Wednesday, March 9, 2011

Having fun with Pex

Pex is a white box testing framework for .NET that integrates directly into Visual Studio 2010. Currently it’s in development by Microsoft Research. The framework uses symbolic execution to test the certain paths of a given method. It tries to find proper boundary conditions and applies them to the method. After execution the results for each input value are displayed and you can easily identify incorrect behavior. Together with the isolation framework Moles you can use Pex to automatically create white box tests for your methods. For further information to Pex and Moles have a look at: http://research.microsoft.com/en-us/projects/pex/

Now to the fun part: There’s an online version of Pex, called Pex for fun at http://www.pexforfun.com/. It’s a very simplified version of the fully featured framework mentioned above. Pex for fun features a set of so called puzzles. You can either watch a given method implementation, try to understand what it does and figure out which input values would lead to a failure or you can try to implement a secret method, which is really fun and sometimes difficult too. You just get an empty method stub. Your task is to implement it according to a given implementation which is kept secret. The only hints you get are by asking Pex. The framework compares the paths of your method with the secret implementation. If the results are the same for all determined input values, than you win that certain puzzle. It’s a kind of test driven development. You just know the input values and the according results and need to find the correct implementation. If you sign in with your Live Id you can even create your own puzzles and you gain points for solving puzzles of other users.

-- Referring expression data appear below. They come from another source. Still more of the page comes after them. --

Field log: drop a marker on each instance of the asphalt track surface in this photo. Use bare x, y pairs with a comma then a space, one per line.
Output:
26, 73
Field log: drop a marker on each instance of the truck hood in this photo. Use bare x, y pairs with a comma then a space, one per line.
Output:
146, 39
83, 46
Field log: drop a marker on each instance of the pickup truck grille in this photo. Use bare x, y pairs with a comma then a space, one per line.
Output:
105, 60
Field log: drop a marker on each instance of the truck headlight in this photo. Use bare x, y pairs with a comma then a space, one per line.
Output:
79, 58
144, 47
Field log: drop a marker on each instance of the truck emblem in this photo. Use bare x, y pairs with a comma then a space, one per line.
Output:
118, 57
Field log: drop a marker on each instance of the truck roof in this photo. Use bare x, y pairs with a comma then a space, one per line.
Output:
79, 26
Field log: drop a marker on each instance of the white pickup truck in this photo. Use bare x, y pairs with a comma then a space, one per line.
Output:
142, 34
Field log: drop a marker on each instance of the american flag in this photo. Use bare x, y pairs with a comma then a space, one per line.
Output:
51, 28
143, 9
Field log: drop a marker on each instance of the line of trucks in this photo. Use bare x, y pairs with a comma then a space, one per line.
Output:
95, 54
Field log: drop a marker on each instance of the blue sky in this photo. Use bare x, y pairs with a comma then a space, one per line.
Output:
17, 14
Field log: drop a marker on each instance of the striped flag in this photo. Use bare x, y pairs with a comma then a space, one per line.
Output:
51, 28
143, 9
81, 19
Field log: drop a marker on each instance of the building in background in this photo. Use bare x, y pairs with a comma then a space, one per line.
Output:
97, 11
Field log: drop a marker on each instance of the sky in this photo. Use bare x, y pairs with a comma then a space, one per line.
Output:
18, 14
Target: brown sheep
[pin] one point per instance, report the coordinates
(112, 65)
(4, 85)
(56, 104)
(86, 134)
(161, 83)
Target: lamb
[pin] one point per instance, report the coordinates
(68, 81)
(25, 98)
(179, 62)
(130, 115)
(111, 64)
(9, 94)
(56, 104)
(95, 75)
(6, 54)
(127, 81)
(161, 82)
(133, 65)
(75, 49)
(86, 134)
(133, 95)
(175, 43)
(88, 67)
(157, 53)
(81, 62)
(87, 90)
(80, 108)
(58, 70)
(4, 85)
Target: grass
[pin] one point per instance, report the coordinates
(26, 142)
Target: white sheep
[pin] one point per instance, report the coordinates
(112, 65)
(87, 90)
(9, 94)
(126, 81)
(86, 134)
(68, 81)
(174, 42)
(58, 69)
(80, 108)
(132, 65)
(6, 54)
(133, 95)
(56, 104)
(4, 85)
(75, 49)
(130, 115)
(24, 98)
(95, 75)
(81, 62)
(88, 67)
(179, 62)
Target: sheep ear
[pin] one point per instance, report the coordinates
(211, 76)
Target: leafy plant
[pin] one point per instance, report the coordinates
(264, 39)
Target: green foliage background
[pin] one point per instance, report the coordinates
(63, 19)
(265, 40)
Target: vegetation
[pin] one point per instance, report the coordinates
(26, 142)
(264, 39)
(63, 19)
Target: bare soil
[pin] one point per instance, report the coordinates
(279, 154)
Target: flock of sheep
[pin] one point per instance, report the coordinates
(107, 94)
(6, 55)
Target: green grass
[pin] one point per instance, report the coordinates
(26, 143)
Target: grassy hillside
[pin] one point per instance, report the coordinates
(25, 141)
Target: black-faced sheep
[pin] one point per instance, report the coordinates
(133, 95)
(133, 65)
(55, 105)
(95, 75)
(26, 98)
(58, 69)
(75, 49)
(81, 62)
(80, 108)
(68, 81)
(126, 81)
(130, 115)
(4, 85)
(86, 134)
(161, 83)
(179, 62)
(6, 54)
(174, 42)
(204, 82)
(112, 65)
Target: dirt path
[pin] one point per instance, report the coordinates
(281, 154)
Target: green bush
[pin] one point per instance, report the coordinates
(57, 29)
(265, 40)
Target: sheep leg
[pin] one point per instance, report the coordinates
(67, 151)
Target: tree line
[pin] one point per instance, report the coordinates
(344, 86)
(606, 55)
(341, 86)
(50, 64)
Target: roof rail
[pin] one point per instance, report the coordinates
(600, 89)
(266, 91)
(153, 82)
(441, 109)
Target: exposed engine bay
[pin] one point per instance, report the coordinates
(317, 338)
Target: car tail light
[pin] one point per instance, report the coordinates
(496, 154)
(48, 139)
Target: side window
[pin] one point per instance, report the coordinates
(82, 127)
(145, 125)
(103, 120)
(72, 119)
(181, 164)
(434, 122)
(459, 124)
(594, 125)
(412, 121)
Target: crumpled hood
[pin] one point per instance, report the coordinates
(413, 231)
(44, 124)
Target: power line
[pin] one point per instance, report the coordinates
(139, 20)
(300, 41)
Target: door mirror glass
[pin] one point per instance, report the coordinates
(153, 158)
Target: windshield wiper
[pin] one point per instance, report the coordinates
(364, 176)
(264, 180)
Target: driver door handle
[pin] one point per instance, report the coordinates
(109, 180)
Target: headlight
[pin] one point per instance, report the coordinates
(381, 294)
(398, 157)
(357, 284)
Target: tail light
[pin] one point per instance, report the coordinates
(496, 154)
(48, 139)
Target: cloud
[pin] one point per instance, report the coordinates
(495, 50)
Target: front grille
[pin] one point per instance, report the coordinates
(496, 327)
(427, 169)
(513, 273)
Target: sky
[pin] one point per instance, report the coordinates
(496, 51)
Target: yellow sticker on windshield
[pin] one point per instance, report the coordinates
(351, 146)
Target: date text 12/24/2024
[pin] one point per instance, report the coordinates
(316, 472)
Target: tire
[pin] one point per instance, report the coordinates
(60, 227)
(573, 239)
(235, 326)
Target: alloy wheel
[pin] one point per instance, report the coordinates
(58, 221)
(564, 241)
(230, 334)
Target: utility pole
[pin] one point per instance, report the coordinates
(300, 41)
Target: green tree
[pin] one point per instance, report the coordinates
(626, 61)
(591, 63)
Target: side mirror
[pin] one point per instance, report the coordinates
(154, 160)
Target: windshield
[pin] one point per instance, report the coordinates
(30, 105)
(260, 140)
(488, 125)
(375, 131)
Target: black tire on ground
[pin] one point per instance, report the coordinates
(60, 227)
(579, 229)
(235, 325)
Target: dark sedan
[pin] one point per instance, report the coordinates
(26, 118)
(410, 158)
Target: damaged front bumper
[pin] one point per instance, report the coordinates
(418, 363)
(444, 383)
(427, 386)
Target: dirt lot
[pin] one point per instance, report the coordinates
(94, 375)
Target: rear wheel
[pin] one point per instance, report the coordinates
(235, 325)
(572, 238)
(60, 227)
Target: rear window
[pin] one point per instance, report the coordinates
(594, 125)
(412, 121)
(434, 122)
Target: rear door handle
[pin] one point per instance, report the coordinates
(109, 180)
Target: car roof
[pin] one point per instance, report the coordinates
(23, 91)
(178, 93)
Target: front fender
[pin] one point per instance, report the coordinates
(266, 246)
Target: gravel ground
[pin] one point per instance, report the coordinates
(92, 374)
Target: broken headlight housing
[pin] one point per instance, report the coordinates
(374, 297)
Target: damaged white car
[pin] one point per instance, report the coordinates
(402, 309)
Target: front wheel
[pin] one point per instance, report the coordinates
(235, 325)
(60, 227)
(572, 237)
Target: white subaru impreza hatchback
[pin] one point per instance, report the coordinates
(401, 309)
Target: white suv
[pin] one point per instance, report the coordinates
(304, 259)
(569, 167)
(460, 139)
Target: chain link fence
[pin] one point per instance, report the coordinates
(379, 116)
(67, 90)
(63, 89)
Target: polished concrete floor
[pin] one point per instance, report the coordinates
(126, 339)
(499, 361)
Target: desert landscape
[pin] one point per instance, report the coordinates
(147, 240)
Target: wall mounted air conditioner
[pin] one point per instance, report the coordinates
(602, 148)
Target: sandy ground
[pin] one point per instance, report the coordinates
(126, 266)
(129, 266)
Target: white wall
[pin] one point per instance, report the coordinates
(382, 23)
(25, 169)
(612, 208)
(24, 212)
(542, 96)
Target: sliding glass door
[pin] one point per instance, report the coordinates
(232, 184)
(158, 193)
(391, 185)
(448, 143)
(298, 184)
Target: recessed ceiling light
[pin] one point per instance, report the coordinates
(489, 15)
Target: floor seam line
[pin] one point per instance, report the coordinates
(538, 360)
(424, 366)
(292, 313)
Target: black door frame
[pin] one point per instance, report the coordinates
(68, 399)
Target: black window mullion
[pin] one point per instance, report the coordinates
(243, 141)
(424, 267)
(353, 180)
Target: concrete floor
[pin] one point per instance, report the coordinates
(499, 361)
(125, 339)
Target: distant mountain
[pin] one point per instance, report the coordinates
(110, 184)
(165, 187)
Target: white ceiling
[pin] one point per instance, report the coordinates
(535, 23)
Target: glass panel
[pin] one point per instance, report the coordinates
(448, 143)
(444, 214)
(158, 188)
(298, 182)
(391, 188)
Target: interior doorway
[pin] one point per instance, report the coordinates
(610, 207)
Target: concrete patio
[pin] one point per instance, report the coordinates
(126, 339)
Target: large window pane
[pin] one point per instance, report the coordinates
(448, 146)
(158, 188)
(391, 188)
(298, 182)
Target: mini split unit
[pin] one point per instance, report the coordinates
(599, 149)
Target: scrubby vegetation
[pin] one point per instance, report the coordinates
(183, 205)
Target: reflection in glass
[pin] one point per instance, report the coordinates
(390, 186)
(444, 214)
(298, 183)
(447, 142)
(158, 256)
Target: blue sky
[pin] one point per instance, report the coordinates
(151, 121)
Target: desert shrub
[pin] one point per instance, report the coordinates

It’s a good exercise to test both your analytical and your programming skills.

Monday, March 7, 2011

MVVM "In the Box"

Recently I found a really cool MVVM training kit that integrates with guidance directly into Visual Studio 2010. It targets WPF and was created by Karl Shifflett. The extension package can be found on the Visual Studio Gallery, so you can just install it into the IDE.
After installation there’s a new entry in the new projects wizard called “In the Box”. The template behind creates a new Visual Studio solution with a number of MVVM related projects. Additionally you get a guidance browser which can be used to display appropriate information to certain concepts and MVVM related topics. Within the projects you get some minimalistic samples that demonstrate the use of MVVM and concepts like IoC. The advanced examples rely on Prism and Unity as the dependency injection and IoC framework. Besides the sample application there’s a test project too, which shows how to write unit tests within Prism applications with the Visual Studio test runtime and Moq.
So if you want to learn MVVM quickly and get your hands on some practical examples, just give it a try.